Sérgio Magalhães
*Artigo publicado originalmente no jornal O Globo de 05/01/2013
“Peço colonos de moralidade
mais comprovada, pois os que aqui vieram estão mais interessados em andar atrás
das índias nuas.”
Vegetação
exuberante, clima ameno, água farta, porto seguro, peixes e frutas abundantes,
população amistosa –a Baía de Guanabara era o Paraíso nos primórdios de sua
ocupação europeia, como sugere essa carta de Villegagnon, fundador da França
Antártica (1555), ao seu mentor, o chefe calvinista Coligny.
Expulsos
os franceses, foi a Guanabara que ofereceu as
condições geopolíticas e topográficas para o desenvolvimento e o prestígio da
cidade do Rio de Janeiro e de sua simétria, Niterói.Por mais de quatrocentos
anos a baía aguentou maus-tratos. Mas nas últimas décadas, foi demais. O
desmatamento assoreou seus rios, transformados em canais de esgotos. O lixo não
recolhido foi carreado para ela.
Só a generosidade do mar, todos os dias invadindo
as águas da Guanabara, é que permite a vida ante tanta agressão.
Os
planos de despoluição têm mais de vinte anos. Um ambicioso programa do governo
do Estado, na década de 1990, arrastou-se sem resultados visíveis. Problemas de
governança, problemas corporativos, projetuais e administrativos se somam para
inviabilizar uma solução.
Carlos
Heitor Cony diz que o “primado da burrice” imperou em determinado período de
nossa história –referindo-se aos impasses que o país construiu para si mesmo.
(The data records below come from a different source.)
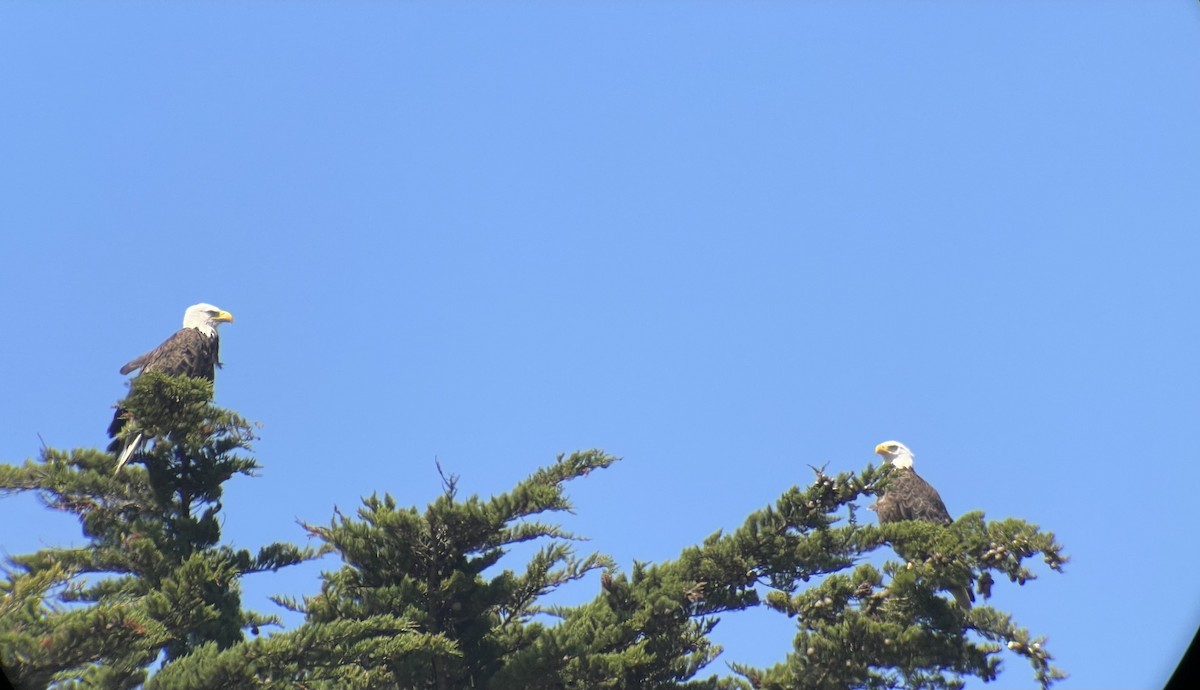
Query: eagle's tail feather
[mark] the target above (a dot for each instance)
(127, 453)
(964, 597)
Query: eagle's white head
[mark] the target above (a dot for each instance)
(205, 318)
(895, 453)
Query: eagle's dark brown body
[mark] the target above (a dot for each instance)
(186, 353)
(910, 497)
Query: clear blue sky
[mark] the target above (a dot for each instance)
(720, 240)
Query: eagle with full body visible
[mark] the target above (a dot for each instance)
(192, 351)
(910, 497)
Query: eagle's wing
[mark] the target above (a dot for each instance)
(186, 353)
(910, 497)
(925, 503)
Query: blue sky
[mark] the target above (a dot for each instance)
(720, 240)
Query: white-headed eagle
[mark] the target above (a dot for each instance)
(910, 497)
(192, 351)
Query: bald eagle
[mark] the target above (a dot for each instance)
(192, 351)
(910, 497)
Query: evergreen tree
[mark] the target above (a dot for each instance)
(427, 599)
(153, 582)
(441, 622)
(414, 606)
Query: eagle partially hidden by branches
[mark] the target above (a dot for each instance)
(910, 497)
(192, 351)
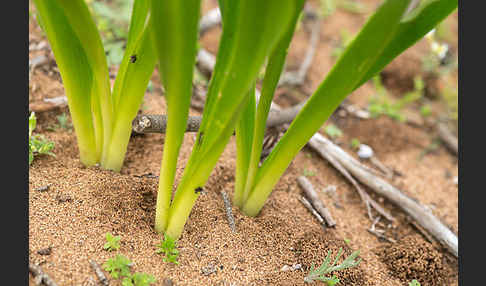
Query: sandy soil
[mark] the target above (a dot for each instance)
(82, 204)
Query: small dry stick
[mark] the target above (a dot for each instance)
(316, 202)
(229, 212)
(99, 273)
(158, 123)
(48, 104)
(366, 176)
(369, 202)
(417, 211)
(379, 233)
(313, 211)
(39, 276)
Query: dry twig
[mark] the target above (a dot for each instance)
(316, 202)
(448, 138)
(427, 220)
(309, 206)
(39, 276)
(229, 211)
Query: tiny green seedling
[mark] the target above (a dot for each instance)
(168, 247)
(333, 131)
(414, 283)
(38, 144)
(381, 104)
(321, 272)
(355, 143)
(139, 279)
(112, 242)
(118, 267)
(63, 121)
(328, 7)
(425, 110)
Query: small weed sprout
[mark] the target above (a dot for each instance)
(168, 247)
(118, 267)
(37, 144)
(139, 279)
(381, 104)
(112, 242)
(355, 143)
(309, 173)
(414, 283)
(326, 268)
(333, 131)
(63, 121)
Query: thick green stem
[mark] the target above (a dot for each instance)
(175, 27)
(244, 134)
(340, 81)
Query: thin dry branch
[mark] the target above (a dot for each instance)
(414, 209)
(158, 123)
(425, 219)
(229, 211)
(316, 202)
(448, 138)
(313, 211)
(48, 104)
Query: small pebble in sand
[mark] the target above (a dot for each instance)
(365, 151)
(168, 282)
(285, 268)
(43, 188)
(63, 198)
(45, 251)
(208, 269)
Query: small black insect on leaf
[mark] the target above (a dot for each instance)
(133, 58)
(199, 142)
Essa atitude parece que também sustentou a ideia de que deveríamos ter ou a
solução ótima ou nenhuma solução para a Guanabara.
Felizmente,
a Olimpíada veio para sacudir nosso conforto. O compromisso da baía sediar
competições náuticas obriga a uma resposta
adequada e recomenda uma revisão de conceitos. Revisão que, como anuncia o
governo do Estado ,poderá ser capaz de conduzir à recuperação da baía no médio
prazo. (Há modelos semelhantes já testados sejam técnicos, , como tratar dos
esgotos em tempo seco e os rios na foz, sejam de governança ou projetuais). Se
se efetivar, será ação refundadora, igualmente por razões ambientais, sociais,
econômicas e urbanísticas.
O
renascimento da Baía de Guanabara tem poder para reestruturar a cidade como
metropolitana do Rio de Janeiro. Niterói, São Gonçalo, Magé, Caxias e a Baixada
Fluminense, a zona Norte do Rio, o Centro Histórico e parte da zona Sul, as
ilhas, o Porto – toda essa imensa região se beneficiará. Suas orlas e praias
poderão recuperar parte do antigo fulgor. E novos vetores de desenvolvimento para
a metrópole se moldarão, tendo como origem o polo Centro do Rio-Centro
de Niterói.
Este
momento de renovação dos administrações municipais é oportuno para que prefeitos
e governo do Estado possam alcançar um acordo propulsor da nova Guanabara. Tarefa de interesse geral, ultrapassa
mandatos. Também por isso precisará contar com a participação da cidadania, das
organizações sociais e da Academia no apoio, no monitoramento.(Gato escaldado
... não dá para só esperar os resultados.)
A
cidade reencontrando seu genius loci,
o “espírito do lugar”, como diziam os antigos: é o Paraiso de volta!.